Three Poems by Fiona Sinclair

These three poems by Fiona Sinclair focus upon turning sixty, against the odds. They reveal that unexpected opportunities arise, generated by a new mantra in which “everything now is a bonus”… 

by: Fiona Sinclair

Mental Hack
 
I assumed my parent’s legacy would be
death to feel my collar prematurely.
Inhabiting a body with a talent
for false alarms meant expecting the worst
became my best defence. 
And middle age was an exotic destination
I never expected to visit. 
But in my 50s you hand brake
turn my life, and giddy with fun
I take my eye off the future, feast on the now,
dampened fears only occasional flaring, 
you might be more trickster than saviour.
 
60th year all adventures are quarantined.
I kick around the days,
until pandemonium in my head,
not the virus but every twinge
whispering waking disease
that I am de-skilled at managing now.
To mark the day, pillion on your motorbike,
the scenery rushes by like life post 40.
Suddenly achieving sixty seems
remarkable as all the other ways
I have outstripped my parents. 
Then the gift of a mental hack,
Everything now is extra.
Forgiveness
 
Telling, that in childhood photos,
you look more like an evacuee billeted
on your family.
 
I see it was open season on you
after my dad’s death, the brother-in-law
stitching you up proper
 
your face bringing all that trouble
tumbling down on you until you wished
you were plain
 
Easy, I suppose, for the family to
cast you out then,
and brittle friendships break
 
And fate certainly tied bad luck to your
tail, pitching you gutter wards
your personality corkscrewing
 
as you saw the world
through a wine glass darkly,
your mothering becoming unmotherly
 
but time for me to forgive
because the fact is, even now
I can’t find the end to untangle —
It’s my funeral
 
It’s all novelty funerals now,
as if having the last laugh on death.
But to me the punch line is still, 
the cortege carries a corpse.
 
I’d prefer to be delivered direct
to the crem, just you following the
‘private ambulance’ in a mini shout out-
your leathers and motorbike the only black.
 
Later a good dinner where chums
are dressed in bunting bright and
over brandy exchange anecdotes,
that have you all crying with laughter.

Fiona Sinclair ‘s new collection, Second Wind, was recently published by Dempsey and Windle Press.
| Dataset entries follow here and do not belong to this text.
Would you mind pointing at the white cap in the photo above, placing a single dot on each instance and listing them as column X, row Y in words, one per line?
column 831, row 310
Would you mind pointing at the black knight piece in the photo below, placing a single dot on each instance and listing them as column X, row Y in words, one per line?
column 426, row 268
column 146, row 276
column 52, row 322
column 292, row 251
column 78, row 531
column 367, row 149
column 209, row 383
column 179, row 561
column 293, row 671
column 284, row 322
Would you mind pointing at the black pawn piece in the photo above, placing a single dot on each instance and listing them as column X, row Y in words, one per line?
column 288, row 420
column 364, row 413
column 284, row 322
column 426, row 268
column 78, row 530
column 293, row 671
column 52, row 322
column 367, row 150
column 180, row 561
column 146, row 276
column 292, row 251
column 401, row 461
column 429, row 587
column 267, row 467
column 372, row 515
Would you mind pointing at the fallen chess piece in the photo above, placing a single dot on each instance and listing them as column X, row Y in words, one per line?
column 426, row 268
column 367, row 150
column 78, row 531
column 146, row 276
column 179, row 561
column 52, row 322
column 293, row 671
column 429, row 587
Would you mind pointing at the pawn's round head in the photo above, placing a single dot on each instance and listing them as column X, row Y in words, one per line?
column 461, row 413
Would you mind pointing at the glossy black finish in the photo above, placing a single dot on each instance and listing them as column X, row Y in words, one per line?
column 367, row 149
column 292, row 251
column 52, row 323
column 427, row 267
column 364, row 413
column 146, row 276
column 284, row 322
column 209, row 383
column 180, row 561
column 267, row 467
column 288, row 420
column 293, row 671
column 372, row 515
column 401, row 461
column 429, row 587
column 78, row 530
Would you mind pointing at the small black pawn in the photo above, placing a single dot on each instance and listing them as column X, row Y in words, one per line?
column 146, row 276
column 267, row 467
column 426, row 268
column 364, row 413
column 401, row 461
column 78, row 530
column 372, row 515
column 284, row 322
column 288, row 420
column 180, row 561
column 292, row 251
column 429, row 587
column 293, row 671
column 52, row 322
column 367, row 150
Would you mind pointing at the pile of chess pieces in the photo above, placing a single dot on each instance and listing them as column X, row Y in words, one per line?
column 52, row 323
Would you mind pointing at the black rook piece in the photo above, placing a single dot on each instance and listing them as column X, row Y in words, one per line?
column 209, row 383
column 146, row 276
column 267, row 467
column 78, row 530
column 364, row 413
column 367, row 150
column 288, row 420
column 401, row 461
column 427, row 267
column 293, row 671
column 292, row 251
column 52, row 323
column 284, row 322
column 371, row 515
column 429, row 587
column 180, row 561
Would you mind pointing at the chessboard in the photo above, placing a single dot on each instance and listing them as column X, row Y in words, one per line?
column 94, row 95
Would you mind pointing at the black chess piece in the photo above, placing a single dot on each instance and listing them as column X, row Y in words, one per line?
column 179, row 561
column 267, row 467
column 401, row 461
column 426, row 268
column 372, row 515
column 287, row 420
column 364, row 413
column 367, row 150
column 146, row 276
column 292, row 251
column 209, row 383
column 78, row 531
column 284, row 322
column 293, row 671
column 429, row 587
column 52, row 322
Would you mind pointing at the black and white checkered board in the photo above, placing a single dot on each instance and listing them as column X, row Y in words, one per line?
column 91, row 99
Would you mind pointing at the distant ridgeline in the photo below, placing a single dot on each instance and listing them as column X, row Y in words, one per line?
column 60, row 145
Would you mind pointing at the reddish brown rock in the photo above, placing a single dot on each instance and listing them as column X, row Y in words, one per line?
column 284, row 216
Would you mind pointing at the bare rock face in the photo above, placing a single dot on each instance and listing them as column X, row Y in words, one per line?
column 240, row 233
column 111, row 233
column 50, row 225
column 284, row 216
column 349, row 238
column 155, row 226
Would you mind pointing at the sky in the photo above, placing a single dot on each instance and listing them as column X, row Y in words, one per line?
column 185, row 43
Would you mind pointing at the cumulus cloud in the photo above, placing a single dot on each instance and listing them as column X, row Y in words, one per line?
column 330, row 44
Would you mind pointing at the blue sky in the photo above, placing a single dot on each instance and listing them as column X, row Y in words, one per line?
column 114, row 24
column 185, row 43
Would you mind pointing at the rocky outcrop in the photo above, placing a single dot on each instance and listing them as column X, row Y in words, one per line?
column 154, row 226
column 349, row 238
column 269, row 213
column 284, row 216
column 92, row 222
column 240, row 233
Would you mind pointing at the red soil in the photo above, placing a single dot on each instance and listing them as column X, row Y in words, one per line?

Her poems, which are broadly autobiographical, deal with the possibilities of later life — from learning to ride pillion on a motorbike to falling in love again. Fiona is also very open when writing about her health issues, especially depression. Yet despite this her collections are full of humor and an exuberance for adventures when they present themselves.  She lives in a village in Kent with a great many books and a feral garden that she battles with every year.